Researchers have raised concerns about a potential shortage of training data for artificial intelligence (AI) systems, which could hinder the growth of AI models and impact the AI revolution. While there is a vast amount of data available on the web, the quality and quantity of data needed to train accurate and high-quality AI algorithms is crucial. Insufficient data can lead to inaccurate or low-quality outputs. Low-quality data from sources like social media posts may be biased, contain disinformation, or illegal content, which can be replicated by AI models. To ensure high-performing AI models, developers seek out high-quality content from books, online articles, scientific papers, and filtered web content.
However, despite the increasing demand for data to train AI systems, research shows that online data stocks are growing slower than the datasets used for AI training. A group of researchers predicted that high-quality text data could run out before 2026 if current training trends continue. This could have implications for the development of AI, which is projected to contribute trillions of dollars to the global economy by 2030.
While the situation may seem concerning, there are potential solutions to address the risk of data shortages. One approach is for developers to improve algorithms to use existing data more efficiently. This could lead to training high-performing AI systems with less data and computational power, reducing the carbon footprint of AI. Another option is to generate synthetic data specifically tailored to train AI models. Some projects are already using synthetic content from data-generating services.
Developers are also exploring content sources outside of free online platforms, such as large publishers and offline repositories. Digitizing millions of texts published before the internet could provide a new source of data for AI projects. News Corp, a major news content owner, has mentioned negotiating content deals with AI developers, potentially requiring payment for training data.

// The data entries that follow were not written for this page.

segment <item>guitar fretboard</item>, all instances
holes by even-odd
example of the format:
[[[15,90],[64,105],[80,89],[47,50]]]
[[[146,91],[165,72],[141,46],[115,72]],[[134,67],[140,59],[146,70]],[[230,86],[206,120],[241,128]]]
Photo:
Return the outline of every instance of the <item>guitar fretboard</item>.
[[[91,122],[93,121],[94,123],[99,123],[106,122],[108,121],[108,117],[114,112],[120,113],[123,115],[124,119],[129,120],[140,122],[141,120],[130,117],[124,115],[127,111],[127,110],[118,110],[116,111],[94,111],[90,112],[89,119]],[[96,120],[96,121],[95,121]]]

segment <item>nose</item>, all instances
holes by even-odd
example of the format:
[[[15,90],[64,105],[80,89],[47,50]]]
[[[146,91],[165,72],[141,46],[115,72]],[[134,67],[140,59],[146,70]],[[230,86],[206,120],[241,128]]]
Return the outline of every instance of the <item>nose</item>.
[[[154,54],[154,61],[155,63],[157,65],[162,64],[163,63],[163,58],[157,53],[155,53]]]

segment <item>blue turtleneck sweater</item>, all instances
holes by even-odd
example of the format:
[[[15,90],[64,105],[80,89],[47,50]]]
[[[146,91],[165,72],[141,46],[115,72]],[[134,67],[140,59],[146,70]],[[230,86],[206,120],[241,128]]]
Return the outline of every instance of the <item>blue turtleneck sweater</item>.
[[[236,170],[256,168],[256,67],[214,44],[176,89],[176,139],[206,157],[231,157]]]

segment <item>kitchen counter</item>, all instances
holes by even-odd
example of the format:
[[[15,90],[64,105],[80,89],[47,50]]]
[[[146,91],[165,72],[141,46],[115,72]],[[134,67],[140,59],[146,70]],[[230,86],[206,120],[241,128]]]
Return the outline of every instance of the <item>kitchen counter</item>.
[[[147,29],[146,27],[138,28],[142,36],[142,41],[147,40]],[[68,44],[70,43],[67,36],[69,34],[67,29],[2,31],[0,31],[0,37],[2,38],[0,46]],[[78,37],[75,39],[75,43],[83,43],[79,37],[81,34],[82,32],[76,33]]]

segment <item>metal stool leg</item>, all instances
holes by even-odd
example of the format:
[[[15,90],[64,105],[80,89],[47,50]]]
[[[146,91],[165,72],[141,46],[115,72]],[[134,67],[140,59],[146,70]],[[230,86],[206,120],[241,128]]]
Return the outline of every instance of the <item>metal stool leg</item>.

Addressing the issue of data shortages may help restore the power imbalance between content creators and AI companies. Some creators have protested against the unauthorized use of their content to train AI models and have taken legal action. Remunerating content creators for their work could be a step towards resolving this imbalance.
Overall, while the potential lack of training data for AI is a concern, there are opportunities to improve algorithms, generate synthetic data, and explore alternative content sources to mitigate the risk.